Diagnostic Performance of Universal-Learning Ultrasound AI Across Multiple Organs and Tasks: the UUSIC25 Challenge
Zehui Lin, Luyi Han, Xin Wang, Ying Zhou, Yanming Zhang, Tianyu Zhang, Lingyun Bao, Shandong Wu, Dong Xu, Tao Tan, the UUSIC25 Challenge Consortium
TL;DR
Ultrasound AI has been largely fragmented into organ-/task-specific tools. The UUSIC25 challenge demonstrates that a single general-purpose model can jointly perform multi-organ segmentation and classification with strong accuracy and favorable inference efficiency, even across a fully private, multi-center test set.

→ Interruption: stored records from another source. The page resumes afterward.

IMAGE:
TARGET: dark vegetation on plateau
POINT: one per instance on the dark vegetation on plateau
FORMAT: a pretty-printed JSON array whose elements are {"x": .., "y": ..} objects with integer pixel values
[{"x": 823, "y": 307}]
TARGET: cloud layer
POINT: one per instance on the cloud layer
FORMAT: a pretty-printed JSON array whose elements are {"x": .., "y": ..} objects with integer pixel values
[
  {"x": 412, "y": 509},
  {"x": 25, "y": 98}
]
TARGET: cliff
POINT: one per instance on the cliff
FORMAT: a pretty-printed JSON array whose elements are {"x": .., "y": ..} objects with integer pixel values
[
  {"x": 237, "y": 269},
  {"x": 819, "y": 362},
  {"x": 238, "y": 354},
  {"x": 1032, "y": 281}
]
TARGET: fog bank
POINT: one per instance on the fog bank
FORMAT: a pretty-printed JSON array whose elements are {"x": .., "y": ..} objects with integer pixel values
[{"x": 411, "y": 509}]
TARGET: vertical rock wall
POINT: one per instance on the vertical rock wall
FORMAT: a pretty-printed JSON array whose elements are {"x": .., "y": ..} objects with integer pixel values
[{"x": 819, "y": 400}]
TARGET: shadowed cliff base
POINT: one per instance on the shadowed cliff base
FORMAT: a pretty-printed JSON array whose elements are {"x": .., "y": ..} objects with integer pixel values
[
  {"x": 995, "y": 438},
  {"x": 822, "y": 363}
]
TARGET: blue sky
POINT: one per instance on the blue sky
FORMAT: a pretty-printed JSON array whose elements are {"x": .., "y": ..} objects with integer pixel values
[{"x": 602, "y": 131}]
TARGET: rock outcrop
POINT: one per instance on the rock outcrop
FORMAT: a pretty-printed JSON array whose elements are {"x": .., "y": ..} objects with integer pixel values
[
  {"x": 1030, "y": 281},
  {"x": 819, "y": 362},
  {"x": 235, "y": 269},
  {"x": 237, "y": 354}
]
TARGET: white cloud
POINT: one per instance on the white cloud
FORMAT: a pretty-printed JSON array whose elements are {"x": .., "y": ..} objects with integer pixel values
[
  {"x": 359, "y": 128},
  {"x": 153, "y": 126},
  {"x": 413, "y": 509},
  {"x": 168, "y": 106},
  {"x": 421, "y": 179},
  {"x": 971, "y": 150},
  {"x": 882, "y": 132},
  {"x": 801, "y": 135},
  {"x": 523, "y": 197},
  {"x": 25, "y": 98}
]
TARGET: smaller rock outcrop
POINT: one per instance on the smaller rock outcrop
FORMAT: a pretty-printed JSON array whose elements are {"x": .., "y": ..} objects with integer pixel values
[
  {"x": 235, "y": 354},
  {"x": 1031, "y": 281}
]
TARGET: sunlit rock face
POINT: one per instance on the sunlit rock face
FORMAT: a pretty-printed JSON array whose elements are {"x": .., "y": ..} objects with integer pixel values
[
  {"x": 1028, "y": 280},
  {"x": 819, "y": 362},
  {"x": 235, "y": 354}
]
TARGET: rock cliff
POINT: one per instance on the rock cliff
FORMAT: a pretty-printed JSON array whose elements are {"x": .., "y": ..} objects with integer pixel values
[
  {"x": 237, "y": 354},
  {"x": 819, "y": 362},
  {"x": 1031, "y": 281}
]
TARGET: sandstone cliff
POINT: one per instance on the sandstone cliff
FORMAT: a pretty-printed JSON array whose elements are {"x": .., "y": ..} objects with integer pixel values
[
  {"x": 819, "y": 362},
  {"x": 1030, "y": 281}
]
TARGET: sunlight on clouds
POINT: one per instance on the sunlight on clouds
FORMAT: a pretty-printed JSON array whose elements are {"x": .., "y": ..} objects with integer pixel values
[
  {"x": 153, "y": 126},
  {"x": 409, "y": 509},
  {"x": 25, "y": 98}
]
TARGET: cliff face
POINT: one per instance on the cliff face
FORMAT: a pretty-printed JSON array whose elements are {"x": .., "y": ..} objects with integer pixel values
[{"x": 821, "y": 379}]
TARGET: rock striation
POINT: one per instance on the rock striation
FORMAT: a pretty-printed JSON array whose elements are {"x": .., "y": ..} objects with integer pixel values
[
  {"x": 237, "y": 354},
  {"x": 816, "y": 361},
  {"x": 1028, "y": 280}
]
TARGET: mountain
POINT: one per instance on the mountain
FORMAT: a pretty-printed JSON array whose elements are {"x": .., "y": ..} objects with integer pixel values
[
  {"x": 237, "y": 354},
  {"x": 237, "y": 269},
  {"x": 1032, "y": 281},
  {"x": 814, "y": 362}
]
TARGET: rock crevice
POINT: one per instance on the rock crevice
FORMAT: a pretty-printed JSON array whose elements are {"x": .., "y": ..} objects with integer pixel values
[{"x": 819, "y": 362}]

However, significant generalization gaps emerge when applying models to unseen data, underscoring the need for improved domain generalization and regulatory pathways for multi-task deployment. The work advocates for all-in-one ultrasound AI systems and provides a roadmap for architecture, data strategy, and evaluation to advance clinically robust, cross-organ decision support.
Abstract
IMPORTANCE: Current ultrasound AI remains fragmented into single-task tools, limiting clinical utility compared to versatile modern ultrasound systems. OBJECTIVE: To evaluate the diagnostic accuracy and efficiency of single general-purpose deep learning models for multi-organ classification and segmentation. DESIGN: The Universal UltraSound Image Challenge 2025 (UUSIC25) involved developing algorithms on 11,644 images (public/private). Evaluation used an independent, multi-center test set of 2,479 images, including data from a center completely unseen during training to assess generalization. OUTCOMES: Diagnostic performance (Dice Similarity Coefficient [DSC]; Area Under the Receiver Operating Characteristic Curve [AUC]) and computational efficiency (inference time, GPU memory). RESULTS: Of 15 valid algorithms, the top model (SMART) achieved a macro-averaged DSC of 0.854 across 5 segmentation tasks and AUC of 0.766 for binary classification. Models showed high capability in segmentation (e.g., fetal head DSC: 0.942) but variability in complex tasks subject to domain shift. Notably, in breast cancer molecular subtyping, the top model's performance dropped from AUC 0.571 (internal) to 0.508 (unseen external center), highlighting generalization challenges. CONCLUSIONS: General-purpose AI models achieve high accuracy and efficiency across multiple tasks using a single architecture. However, performance degradation on unseen data suggests domain generalization is critical for future clinical deployment.